Indústria naval se recusa fazer as mudanças
O mundo gira, e a Lusitana roda. Mas a indústria naval fica parada. “Sir Richard Branson também é membro do Ocean Elders, um grupo influente de 23 líderes empresariais e governamentais globais que defendem um oceano mais sustentável.”
“Os Ocean Elders incluem o Príncipe Albert de Mônaco, a ex-subsecretária de Estado dos EUA Catherine Novelli, a Rainha Noor da Jordânia, os Ocean Explorers Sylvia Earle e Jean-Michele Cousteau, o pioneiro da aviação solar Bertrand Piccard, o diretor de cinema James Cameron, a primatologista britânica Jane Goodall, fundador da CNN Ted Turner e do navegador nativo havaiano Nainoa Thompson que navegou ao redor do Pacífico em uma canoa polinésia de casco duplo projetada 700 anos atrás.”

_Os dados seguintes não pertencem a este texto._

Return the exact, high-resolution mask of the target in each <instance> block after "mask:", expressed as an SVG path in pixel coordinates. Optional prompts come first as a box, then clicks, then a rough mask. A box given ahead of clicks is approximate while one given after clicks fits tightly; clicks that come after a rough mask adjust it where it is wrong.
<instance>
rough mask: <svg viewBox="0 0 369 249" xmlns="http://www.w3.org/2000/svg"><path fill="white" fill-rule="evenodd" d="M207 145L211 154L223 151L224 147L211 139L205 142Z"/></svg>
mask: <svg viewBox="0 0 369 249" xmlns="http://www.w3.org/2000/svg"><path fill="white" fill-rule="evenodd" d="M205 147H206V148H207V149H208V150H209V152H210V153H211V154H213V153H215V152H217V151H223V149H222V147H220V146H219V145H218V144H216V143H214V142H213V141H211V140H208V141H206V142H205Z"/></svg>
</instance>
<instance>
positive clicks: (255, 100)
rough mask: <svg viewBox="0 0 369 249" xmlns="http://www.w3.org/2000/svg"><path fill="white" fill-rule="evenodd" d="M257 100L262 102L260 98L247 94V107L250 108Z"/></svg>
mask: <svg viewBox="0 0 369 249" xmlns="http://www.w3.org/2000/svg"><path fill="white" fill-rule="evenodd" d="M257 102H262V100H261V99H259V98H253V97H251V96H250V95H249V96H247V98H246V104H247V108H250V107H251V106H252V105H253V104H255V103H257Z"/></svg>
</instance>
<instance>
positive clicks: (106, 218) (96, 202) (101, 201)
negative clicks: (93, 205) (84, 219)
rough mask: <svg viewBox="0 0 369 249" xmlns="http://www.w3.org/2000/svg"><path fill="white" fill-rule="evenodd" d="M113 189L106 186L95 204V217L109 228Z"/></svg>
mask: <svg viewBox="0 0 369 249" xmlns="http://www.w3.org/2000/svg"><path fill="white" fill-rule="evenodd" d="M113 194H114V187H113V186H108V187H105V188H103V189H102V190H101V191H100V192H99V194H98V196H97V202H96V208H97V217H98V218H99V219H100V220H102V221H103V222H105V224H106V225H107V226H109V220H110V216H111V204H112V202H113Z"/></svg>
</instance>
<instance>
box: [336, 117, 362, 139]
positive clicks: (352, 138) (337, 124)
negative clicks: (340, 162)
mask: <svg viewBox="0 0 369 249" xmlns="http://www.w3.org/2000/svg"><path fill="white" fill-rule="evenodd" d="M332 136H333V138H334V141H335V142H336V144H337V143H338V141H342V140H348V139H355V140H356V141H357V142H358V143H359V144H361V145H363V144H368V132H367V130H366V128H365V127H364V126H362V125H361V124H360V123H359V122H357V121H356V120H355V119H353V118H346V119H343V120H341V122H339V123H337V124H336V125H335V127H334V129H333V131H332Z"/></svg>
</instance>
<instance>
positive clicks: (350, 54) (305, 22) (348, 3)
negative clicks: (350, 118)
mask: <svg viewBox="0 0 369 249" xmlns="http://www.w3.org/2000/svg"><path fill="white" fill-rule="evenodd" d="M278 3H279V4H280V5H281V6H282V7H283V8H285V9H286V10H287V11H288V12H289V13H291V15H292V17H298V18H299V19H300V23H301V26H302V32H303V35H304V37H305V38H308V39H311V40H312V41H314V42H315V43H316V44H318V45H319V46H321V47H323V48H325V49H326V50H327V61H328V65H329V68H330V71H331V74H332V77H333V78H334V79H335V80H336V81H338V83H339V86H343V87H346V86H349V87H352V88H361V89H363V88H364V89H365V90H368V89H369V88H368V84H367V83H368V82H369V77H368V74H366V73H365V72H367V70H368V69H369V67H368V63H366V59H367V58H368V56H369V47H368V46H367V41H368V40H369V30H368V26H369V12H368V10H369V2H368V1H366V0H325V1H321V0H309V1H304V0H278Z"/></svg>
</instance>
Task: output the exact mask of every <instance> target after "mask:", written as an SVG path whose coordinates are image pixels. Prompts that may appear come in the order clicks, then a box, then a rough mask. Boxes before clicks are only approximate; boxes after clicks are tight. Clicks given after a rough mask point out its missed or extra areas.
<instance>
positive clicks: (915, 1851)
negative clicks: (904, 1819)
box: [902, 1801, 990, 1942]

“No dia em que foi revelado que o governo de Maurício (na verdade funcionários da IMO, Organização Marítima Mundial, uma agência da ONU soube-se mais tarde), planejava descartar o Wakashio – a maior classe de navio de carga do mundo – em um local altamente sensível ao meio ambiente conhecido por seus criadouros de baleias, grandes questões foram impostas ao transporte marítimo global.”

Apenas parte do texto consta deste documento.